CPM | February 29, 2012

I did not stick to the title of the thread. I was stating the loan balance after all car related items. The tax credit will be there for 2012 so when the refund comes it can be applied to loan balance, I have a hard time believing in an election year many laws will be changed, no time for that when speeches need to be given.

IL has a straight cash amount for 4K.

Trade In should have been stated as sales proceeds. Current car will be sold on delivery date, proceeds applied to loan balance.
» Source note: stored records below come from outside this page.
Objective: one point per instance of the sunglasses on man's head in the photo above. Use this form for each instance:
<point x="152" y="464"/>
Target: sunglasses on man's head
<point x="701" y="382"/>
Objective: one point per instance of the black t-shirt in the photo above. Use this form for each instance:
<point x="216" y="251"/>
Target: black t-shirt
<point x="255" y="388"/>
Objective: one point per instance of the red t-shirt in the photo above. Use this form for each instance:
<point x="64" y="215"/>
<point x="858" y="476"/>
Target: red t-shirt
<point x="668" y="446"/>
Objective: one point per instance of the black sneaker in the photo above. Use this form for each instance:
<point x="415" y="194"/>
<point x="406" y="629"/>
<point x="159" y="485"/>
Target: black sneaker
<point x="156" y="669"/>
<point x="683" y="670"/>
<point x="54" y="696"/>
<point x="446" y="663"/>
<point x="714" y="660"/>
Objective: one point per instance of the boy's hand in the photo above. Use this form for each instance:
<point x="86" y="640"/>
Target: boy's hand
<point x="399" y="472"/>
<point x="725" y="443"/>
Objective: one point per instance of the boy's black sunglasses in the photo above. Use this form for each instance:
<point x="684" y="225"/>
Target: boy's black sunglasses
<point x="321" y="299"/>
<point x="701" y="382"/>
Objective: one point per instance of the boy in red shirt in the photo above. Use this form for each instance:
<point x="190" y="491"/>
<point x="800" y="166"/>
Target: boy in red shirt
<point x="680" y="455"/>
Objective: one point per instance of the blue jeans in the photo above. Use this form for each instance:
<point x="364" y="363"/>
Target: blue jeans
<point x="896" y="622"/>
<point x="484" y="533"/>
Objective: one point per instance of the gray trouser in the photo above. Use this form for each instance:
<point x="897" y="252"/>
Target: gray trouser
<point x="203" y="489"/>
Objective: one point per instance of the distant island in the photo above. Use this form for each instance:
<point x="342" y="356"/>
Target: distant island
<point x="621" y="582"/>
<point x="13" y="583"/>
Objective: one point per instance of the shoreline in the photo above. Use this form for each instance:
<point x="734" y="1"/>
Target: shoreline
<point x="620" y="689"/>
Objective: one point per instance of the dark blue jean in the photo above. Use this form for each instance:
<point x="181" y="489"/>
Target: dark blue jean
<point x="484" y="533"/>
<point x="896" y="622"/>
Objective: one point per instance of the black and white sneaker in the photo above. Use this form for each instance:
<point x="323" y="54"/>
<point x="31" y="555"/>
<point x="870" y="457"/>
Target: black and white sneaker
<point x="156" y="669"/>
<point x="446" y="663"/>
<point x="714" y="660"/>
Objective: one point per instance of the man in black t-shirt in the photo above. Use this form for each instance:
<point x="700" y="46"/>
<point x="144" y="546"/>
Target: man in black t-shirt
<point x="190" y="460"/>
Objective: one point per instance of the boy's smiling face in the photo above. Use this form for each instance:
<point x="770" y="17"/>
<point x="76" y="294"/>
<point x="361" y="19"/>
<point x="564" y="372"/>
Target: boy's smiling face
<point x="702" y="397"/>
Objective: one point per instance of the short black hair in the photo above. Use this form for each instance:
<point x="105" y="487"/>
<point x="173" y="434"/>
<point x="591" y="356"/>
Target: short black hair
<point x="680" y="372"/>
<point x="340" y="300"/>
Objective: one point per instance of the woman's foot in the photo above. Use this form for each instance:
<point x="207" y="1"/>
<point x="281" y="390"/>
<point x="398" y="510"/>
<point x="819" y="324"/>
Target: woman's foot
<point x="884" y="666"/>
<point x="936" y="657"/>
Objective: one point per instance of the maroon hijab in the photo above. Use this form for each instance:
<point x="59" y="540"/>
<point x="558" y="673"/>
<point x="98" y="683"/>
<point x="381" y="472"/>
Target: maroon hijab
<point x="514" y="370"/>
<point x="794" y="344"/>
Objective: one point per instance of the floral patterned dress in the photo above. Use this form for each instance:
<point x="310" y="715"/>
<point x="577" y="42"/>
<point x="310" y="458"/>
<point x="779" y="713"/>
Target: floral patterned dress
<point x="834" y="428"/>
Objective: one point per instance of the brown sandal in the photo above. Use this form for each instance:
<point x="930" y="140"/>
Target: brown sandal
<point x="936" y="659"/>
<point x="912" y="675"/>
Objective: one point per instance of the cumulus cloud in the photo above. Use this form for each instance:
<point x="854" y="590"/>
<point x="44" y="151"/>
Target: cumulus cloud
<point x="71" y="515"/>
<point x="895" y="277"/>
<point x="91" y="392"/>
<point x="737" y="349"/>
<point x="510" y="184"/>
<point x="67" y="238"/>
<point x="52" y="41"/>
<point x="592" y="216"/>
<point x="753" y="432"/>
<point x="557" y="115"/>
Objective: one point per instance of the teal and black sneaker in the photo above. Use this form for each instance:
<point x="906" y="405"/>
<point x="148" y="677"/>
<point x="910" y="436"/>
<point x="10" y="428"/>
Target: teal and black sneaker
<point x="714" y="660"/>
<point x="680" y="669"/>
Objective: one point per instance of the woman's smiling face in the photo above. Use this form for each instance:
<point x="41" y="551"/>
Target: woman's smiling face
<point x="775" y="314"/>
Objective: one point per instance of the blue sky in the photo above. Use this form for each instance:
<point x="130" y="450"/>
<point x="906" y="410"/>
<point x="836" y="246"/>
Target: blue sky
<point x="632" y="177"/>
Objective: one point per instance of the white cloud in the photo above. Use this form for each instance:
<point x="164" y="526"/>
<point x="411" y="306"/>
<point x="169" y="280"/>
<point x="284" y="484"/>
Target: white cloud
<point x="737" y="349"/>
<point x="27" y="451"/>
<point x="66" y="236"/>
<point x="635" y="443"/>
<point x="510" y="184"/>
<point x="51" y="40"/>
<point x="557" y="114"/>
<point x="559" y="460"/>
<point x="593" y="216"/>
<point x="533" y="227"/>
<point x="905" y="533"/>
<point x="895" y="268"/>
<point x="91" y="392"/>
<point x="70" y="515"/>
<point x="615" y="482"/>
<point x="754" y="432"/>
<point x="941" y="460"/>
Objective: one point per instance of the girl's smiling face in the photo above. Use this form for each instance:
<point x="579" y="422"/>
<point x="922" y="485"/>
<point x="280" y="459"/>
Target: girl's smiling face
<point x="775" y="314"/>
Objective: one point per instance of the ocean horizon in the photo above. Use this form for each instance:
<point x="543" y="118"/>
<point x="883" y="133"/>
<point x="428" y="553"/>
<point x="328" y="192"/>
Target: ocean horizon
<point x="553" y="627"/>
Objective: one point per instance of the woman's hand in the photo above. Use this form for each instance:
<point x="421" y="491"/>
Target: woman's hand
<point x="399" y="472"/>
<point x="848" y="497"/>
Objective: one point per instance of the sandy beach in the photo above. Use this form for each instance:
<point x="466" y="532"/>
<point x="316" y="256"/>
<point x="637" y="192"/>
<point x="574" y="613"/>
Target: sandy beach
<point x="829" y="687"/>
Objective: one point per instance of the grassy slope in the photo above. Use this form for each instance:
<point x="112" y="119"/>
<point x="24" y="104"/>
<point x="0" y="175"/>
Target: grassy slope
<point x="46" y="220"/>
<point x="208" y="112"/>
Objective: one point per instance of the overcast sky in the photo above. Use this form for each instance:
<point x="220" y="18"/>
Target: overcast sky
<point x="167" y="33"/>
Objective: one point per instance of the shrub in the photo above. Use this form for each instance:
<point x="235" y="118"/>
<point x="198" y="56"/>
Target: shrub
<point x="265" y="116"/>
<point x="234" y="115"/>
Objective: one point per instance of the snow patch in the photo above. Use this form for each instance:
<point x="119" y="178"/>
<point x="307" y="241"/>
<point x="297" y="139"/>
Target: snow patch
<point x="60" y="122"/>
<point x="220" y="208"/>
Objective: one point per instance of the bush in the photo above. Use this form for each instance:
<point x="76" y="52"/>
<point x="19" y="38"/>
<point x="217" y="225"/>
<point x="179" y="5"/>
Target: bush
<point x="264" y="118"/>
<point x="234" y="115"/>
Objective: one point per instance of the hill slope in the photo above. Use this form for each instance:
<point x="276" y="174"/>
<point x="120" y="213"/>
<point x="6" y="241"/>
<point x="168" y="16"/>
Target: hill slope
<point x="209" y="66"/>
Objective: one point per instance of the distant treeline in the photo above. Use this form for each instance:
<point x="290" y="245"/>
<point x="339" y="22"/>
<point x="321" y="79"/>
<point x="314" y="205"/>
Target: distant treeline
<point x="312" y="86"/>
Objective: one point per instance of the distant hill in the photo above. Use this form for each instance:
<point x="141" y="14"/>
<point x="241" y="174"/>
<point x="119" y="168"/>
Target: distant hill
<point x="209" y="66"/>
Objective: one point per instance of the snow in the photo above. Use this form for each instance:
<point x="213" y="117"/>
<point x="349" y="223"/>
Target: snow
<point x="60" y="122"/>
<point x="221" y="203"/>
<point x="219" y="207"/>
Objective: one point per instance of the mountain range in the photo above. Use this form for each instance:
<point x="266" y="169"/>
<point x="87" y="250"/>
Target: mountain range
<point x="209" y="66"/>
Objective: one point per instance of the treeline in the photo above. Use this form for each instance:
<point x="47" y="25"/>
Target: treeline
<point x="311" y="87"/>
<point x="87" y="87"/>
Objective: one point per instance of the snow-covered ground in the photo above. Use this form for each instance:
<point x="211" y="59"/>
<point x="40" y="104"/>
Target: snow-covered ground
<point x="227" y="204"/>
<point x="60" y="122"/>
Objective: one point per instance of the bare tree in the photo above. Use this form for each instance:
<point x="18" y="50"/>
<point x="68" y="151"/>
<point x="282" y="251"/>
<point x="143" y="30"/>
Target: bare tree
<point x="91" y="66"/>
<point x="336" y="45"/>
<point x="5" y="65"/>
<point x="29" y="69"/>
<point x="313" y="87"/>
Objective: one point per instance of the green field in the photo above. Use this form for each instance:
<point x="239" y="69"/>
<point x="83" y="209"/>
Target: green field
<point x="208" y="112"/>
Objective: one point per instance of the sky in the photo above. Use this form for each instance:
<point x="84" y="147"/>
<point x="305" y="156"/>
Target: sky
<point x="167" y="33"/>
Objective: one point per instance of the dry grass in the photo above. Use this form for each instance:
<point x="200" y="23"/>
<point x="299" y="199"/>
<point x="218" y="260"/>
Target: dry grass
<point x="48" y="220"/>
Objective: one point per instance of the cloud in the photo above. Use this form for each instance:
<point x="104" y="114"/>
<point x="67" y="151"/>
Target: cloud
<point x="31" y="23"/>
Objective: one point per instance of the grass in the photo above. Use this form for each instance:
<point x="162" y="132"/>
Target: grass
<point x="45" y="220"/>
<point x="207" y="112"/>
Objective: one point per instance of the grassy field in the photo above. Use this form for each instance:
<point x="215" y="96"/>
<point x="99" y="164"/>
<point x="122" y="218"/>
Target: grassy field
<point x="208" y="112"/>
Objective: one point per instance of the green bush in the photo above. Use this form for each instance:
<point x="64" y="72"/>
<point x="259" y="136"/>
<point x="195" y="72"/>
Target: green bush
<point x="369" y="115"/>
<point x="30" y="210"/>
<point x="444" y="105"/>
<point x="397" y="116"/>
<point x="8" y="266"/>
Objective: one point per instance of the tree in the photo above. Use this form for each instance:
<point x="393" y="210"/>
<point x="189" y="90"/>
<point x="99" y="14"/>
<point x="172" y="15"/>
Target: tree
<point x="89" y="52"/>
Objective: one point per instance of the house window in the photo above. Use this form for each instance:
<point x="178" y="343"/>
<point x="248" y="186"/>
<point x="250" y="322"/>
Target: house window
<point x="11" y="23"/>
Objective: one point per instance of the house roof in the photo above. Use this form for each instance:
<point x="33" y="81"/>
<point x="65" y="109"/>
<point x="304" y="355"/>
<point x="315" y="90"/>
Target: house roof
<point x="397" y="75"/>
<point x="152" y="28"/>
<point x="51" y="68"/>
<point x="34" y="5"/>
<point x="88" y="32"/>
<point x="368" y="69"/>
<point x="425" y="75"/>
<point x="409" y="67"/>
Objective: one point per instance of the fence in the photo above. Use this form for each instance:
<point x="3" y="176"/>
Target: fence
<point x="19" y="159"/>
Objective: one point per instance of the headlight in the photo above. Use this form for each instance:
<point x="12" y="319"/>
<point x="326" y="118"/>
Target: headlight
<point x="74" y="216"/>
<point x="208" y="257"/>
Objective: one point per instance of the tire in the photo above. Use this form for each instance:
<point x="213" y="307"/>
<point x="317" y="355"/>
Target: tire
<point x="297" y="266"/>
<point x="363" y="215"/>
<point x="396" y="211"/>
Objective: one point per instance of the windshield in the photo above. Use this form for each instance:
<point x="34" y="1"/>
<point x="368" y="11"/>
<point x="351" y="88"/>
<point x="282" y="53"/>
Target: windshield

Robert.Boston | March 1, 2012

If you're seriously toying with the Performance option, then at least move up to the 85kWh pack to enjoy the extra performance it provides even with the standard powertrain. I think that the extra performance between the 60kWh and 85kWh packs is going to be very noticeable because it will affect acceleration at highway speeds: the two packs will have nearly identical 0-30 mph times, with the nearly the entire performance gap showing up in the 30-60 mph range.

BYT | March 1, 2012

I sold my car 4 months ago and took that money (about $10k) and put it all in TSLA stock. I can't factor that into my final price because we don't know what the stock will be at when Tesla comes a calling to ask when I want to take delivery. I also am still on the fence about the features that I want because I REALLY want the performance model and plan to keep my car for many many years to come to justify the extra costs.